Upon his arrival, per the report, Texas A&M authorized the firing of both its associate athletic director overseeing athletic training and its head football athletic trainer. The firing letters, which were signed by then-athletic director Scott Woodward, said that Fisher “will want to hire his own staff, as in the industry standard,” per the report.

“This is not the industry standard today, and is not consistent with independent medical care legislation,” Hainline told ESPN.

“It is not right that coaches come in, and they bring in their medical team, and … they have that sort of control over that medical team.”

That practice wasn’t limited to football in College Station, either.

Buzz Williams was hired as Texas A&M’s new basketball coach in April. It wasn’t long before Matt Doles, the men’s basketball athletic trainer, was fired so Williams could hire his former athletic trainer from Virginia Tech.

Doles had been with the Aggies for 14 years.

“This is an example where that understanding is not consistent with what we had put out,” Hainline said, via ESPN. “So even if it’s just … one, that’s too many.”

Texas A&M, however, pushed back against the NCAA rules, and team physician Dr.
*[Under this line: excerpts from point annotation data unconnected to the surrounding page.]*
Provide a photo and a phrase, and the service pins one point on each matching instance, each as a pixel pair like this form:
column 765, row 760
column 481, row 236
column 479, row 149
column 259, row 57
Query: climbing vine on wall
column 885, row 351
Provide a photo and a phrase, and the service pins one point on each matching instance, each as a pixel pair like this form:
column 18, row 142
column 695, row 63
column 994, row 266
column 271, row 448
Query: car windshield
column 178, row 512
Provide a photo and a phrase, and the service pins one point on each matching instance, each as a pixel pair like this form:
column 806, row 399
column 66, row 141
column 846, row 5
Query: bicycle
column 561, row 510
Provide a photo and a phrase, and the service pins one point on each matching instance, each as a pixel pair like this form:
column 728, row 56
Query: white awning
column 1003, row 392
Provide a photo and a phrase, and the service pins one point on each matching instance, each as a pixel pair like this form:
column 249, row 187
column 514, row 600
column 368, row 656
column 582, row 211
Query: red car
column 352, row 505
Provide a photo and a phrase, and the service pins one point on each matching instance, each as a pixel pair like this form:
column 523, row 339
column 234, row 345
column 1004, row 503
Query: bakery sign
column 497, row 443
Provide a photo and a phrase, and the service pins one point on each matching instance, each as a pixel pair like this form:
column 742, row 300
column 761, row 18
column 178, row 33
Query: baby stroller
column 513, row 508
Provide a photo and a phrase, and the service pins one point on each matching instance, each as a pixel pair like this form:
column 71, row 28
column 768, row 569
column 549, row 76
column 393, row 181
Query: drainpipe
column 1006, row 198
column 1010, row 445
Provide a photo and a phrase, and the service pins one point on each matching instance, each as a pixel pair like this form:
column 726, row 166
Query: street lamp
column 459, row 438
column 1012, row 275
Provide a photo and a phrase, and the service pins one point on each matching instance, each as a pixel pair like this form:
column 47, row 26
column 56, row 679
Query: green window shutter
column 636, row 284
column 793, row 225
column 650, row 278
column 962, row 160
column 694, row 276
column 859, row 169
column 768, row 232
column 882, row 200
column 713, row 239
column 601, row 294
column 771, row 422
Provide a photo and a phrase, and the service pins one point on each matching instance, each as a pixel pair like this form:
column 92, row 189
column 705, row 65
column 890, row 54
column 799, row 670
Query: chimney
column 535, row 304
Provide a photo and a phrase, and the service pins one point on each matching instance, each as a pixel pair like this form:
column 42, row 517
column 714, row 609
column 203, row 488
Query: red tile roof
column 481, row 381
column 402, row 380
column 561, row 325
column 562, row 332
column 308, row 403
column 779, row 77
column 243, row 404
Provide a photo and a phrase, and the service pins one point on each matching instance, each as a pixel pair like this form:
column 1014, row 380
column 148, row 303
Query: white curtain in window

J.P. Bramhall said he considered them only as “guidelines.”

"Persons in staff positions at Texas A&M are at-will employees,” Texas A&M said in a statement, via ESPN. “Administrative and employment decisions are the responsibility of Athletic Administration. Dr. Bramhall and/or our medical staff are consulted and [sic] is involved in the screening process related to hiring of athletic training staff. The Director of Sports Medicine analyzes and has ultimate oversight of the health and wellness of our student-athletes."

Fisher ended up hiring Dan Jacobi away from Mississippi State for the head football job. That decision, one former trainer told ESPN, was “100%” made by Fisher.

“I never felt like we put a guy out there who was going to do harm to himself by practicing or participating, but there were times when I felt like guys should have been held out longer,” the former trainer said.

“They gave Jimbo Fisher the keys to the city … especially when he was given the go-ahead to let go of the training staff and bring in his own guy. That is just more added pressure on the athletic trainer when they’re brought in. I think that was immediate from day one.”